What Kind of Hotel Has Its Own Theatre?
This script was not written for the Marx Brothers, the only movie they ever made with a script which wasn't theirs. They didn't write their own scripts, though I've no doubt they contributed to them, but they almost exclusively performed in material written directly for them. The fact that they didn't this time is obvious. Leaving aside the fact that it was remade six years later starring Frank Sinatra (I haven't seen the remake), which is pretty well unthinkable when it comes to any other Marx Brothers movie, Groucho's character has a name an actual human might have. I strongly suspect that the script was altered so that it could work as a Marx Brothers picture, but it doesn't have quite the same mood as you'd expect. I mean, for one thing, there are no musical numbers. I'm glad the subplot characters don't get one, of course, because those do nothing but drag down the action. But there isn't even a harp solo, and what kind of Marx Brothers movie doesn't have a harp solo?
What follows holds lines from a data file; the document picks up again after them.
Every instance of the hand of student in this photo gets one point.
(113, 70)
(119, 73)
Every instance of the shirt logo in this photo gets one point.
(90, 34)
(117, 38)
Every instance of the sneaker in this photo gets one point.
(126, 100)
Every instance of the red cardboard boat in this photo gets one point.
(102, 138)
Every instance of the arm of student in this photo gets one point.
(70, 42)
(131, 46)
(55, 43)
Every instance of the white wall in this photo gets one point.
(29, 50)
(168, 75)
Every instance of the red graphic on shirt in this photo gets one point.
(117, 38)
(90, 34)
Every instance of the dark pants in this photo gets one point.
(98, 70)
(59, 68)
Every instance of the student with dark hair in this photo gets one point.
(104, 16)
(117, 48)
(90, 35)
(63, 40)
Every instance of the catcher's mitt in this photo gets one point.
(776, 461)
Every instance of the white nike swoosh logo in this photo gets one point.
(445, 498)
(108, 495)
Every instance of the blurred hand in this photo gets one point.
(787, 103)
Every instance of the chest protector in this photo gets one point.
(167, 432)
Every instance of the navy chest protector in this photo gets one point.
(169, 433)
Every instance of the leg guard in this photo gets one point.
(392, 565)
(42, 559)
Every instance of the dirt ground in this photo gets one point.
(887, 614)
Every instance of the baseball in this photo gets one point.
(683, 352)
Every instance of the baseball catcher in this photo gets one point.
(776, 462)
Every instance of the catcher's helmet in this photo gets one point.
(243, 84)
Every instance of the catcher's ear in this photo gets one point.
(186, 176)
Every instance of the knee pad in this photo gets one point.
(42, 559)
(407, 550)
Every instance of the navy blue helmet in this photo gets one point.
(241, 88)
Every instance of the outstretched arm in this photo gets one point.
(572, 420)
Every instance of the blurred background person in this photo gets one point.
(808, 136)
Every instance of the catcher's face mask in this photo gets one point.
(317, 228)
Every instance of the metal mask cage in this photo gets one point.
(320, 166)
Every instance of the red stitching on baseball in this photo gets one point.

This time, Groucho is Gordon Miller, a theatrical director. Miller is putting on the play [i]Hail and Farewell[/i], only he doesn't actually have the money with which to do so. He is putting up twenty-two actors in the hotel run by his brother-in-law, Joe Gribble (Cliff Dunstan). Only of course Miller can't pay for the rooms for twenty-two people and has given Gribble a piece of the show. Only Gregory Wagner (Donald MacBride), who works for the hotel chain, has shown up two months early to examine the books, and the play hasn't paid off yet. At the same time, Leo Davis (Frank Albertson), who wrote the play, comes to town, where he falls in love with Hilda (Ann Miller) out of nowhere. And Christine (Lucille Ball), one of the actresses from the show, has found Simon Jenkins (Philip Wood), who is an agent of a man willing to back the play, only they have to hold out until they can get the check and get it cashed. Hilarity, of course, ensues.
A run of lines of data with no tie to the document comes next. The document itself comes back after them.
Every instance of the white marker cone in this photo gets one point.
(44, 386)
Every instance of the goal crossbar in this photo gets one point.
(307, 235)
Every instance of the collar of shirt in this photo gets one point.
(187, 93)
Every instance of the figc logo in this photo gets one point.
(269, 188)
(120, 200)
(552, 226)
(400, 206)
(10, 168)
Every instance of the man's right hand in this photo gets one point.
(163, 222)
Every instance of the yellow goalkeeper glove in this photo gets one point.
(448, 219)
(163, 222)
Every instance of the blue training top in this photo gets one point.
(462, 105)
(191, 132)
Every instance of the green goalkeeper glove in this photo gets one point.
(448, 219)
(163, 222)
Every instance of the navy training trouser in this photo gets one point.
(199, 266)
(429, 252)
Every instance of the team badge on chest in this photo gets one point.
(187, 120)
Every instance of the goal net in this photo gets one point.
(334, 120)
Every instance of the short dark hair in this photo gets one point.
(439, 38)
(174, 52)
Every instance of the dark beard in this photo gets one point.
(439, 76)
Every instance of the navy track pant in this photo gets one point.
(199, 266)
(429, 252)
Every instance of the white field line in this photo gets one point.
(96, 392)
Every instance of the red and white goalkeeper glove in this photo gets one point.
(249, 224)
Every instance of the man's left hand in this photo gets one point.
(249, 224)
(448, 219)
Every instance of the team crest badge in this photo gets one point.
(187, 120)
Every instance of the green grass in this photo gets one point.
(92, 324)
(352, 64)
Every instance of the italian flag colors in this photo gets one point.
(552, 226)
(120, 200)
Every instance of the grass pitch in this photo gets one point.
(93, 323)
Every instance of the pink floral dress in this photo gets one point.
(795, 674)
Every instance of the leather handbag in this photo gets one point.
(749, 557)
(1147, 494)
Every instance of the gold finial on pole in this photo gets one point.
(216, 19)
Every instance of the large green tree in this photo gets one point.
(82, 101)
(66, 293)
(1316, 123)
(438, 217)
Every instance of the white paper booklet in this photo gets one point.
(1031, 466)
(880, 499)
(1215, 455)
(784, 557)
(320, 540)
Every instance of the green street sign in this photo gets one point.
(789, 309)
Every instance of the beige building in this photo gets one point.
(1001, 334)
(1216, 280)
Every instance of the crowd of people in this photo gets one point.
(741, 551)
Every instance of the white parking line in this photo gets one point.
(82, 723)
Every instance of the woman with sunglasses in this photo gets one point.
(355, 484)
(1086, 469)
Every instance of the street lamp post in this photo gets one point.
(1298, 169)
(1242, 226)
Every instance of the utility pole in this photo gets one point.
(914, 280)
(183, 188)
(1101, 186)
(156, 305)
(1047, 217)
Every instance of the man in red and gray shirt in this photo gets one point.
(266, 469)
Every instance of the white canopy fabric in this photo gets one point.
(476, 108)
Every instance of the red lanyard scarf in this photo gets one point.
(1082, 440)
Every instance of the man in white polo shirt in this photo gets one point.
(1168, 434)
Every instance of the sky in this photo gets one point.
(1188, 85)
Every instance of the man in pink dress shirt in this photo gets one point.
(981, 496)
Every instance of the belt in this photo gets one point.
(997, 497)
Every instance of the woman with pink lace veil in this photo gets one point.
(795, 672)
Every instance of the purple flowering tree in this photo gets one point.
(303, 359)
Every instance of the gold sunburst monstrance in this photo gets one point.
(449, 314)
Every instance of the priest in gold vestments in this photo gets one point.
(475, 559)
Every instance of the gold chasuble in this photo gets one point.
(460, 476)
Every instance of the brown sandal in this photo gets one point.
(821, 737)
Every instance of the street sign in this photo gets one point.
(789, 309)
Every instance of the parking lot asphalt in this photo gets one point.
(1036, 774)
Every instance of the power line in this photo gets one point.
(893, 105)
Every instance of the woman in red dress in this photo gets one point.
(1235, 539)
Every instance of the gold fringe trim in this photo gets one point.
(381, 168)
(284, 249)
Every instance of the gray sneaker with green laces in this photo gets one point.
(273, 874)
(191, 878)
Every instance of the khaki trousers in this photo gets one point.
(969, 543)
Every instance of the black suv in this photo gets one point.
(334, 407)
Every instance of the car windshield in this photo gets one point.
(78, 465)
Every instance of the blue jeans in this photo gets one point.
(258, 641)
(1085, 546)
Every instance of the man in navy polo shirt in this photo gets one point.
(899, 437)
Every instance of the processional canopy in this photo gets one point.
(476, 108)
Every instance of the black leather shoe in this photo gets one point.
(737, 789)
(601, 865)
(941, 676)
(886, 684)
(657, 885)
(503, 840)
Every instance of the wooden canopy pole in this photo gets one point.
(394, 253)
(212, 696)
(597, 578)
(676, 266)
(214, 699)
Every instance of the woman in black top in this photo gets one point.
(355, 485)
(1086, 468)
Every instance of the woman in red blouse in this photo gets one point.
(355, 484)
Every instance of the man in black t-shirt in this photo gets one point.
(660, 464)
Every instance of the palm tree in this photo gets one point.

Another way you can tell it wasn't written for the Marx Brothers is that Groucho's character has a brother-in-law. Now, of course, the Marx Brothers were actual brothers, though I don't think they really played them through most of the movies. In general, part of the fun is watching Groucho's character meeting at least one of the brothers for the first time. However, it seems in this movie that he has a sister, and that just feels wrong. This is because it feels wrong for any of the Marx Brothers, except possibly Zeppo, to have anything which might be called a normal life. An ordinary sister who has an ordinary husband? Unthinkable. Unbelievable. Some friend of unknown provenance, certainly. Though I can see that you'd need to have a pretty strong connection with someone in order to let twenty-two of his closest friends camp out in the hotel where you work and run the risk of losing you your job. If the production starred someone else, that would work. But it doesn't. It stars Groucho, and that's a problem.
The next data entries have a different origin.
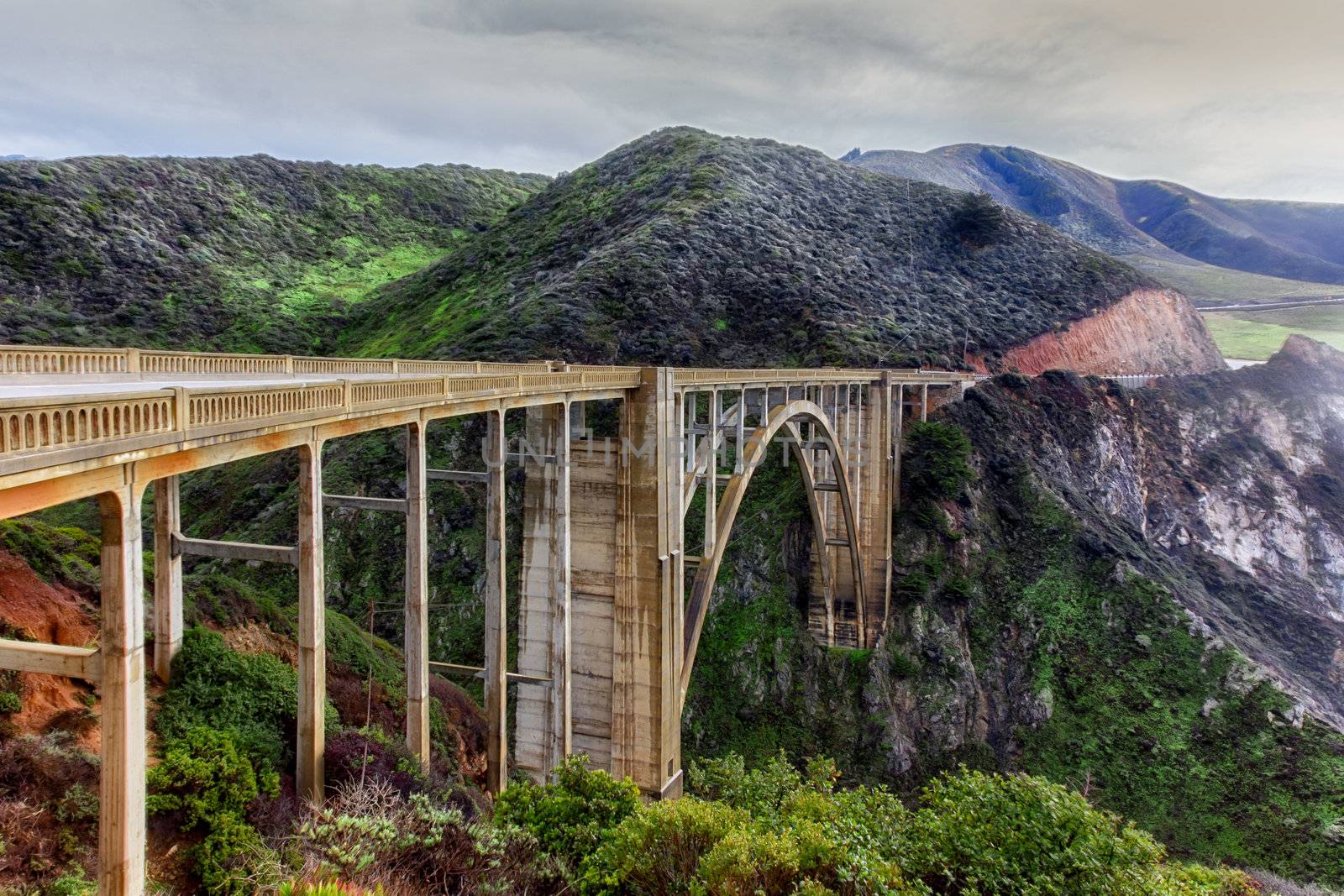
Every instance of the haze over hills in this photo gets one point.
(1129, 591)
(685, 246)
(1213, 249)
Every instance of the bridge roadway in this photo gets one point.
(613, 586)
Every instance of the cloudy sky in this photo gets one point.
(1227, 96)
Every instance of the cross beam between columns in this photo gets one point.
(234, 550)
(360, 503)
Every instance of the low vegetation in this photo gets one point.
(233, 254)
(1256, 336)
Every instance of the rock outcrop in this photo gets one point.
(1149, 331)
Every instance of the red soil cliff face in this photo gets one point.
(50, 614)
(1149, 331)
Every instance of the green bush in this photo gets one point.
(255, 698)
(570, 815)
(207, 779)
(770, 831)
(1019, 835)
(937, 459)
(659, 848)
(781, 831)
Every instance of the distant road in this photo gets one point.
(1269, 307)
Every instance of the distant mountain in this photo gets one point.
(1180, 235)
(234, 254)
(690, 248)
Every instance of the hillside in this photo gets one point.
(234, 254)
(689, 248)
(1132, 591)
(1194, 242)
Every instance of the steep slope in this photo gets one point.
(690, 248)
(1135, 591)
(234, 254)
(1173, 226)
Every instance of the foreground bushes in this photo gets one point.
(253, 698)
(741, 833)
(776, 831)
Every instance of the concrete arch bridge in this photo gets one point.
(612, 602)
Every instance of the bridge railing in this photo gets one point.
(711, 376)
(38, 360)
(37, 427)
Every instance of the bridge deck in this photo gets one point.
(605, 640)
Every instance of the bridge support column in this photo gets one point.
(167, 575)
(496, 618)
(417, 595)
(312, 627)
(121, 820)
(543, 712)
(648, 613)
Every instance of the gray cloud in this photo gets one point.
(1231, 97)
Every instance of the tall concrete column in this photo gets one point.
(312, 626)
(121, 820)
(496, 620)
(562, 721)
(648, 614)
(167, 575)
(417, 595)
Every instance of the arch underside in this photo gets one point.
(784, 418)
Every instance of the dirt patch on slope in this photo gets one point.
(50, 614)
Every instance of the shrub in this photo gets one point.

Further, his actual brothers essentially don't matter. Chico plays Harry Binelli, who appears to have known Miller for years and run all sorts of old scams with him. This is a believable relationship, of course. But it's also an unnecessary one in terms of the story, and it wouldn't surprise me to know that no character like him exists in other versions of the story. Certainly expendable is Harpo as Faker Englund, who gets no lines (of course), conveys no useful information, chases no girls--doesn't even get to play the harp. He and Chico seem almost as severed from the production as Zeppo, who supposedly threatened to join the cast if their contract demands were not met. Chico gets some funny enough lines, but he doesn't do anything throughout the production which could not be done by Groucho. Which is better than Harpo, who doesn't really do much of anything which needs to be done at all.
It's still funny, of course, and it's an interesting moment in history. It's the Marx Brothers and Lucille Ball, though she doesn't get much screen time or many lines. It's the only movie the Marx Brothers ever did for RKO, which Lucille Ball and her husband later bought and renamed Desilu. The very fact that it's the only movie they did which wasn't written for them is actually worthy of note so far as I am concerned. And of course this is certainly the only movie ever made where one version starred the Marx Brothers and another starred Frank Sinatra. However, I do not really consider this a Marx Brothers movie because of that very fact. This is a movie, perhaps the movie, with the Marx Brothers in it. (Leaving aside Groucho's bit part in [i]Will Success Spoil Rock Hunter?[/i]) It's a decent way to while away 78 minutes, but there's a reason it's not one of the Marx Brothers movies anyone has ever heard of. Probably true of Frank Sinatra and [i]Step Lively[/i], too.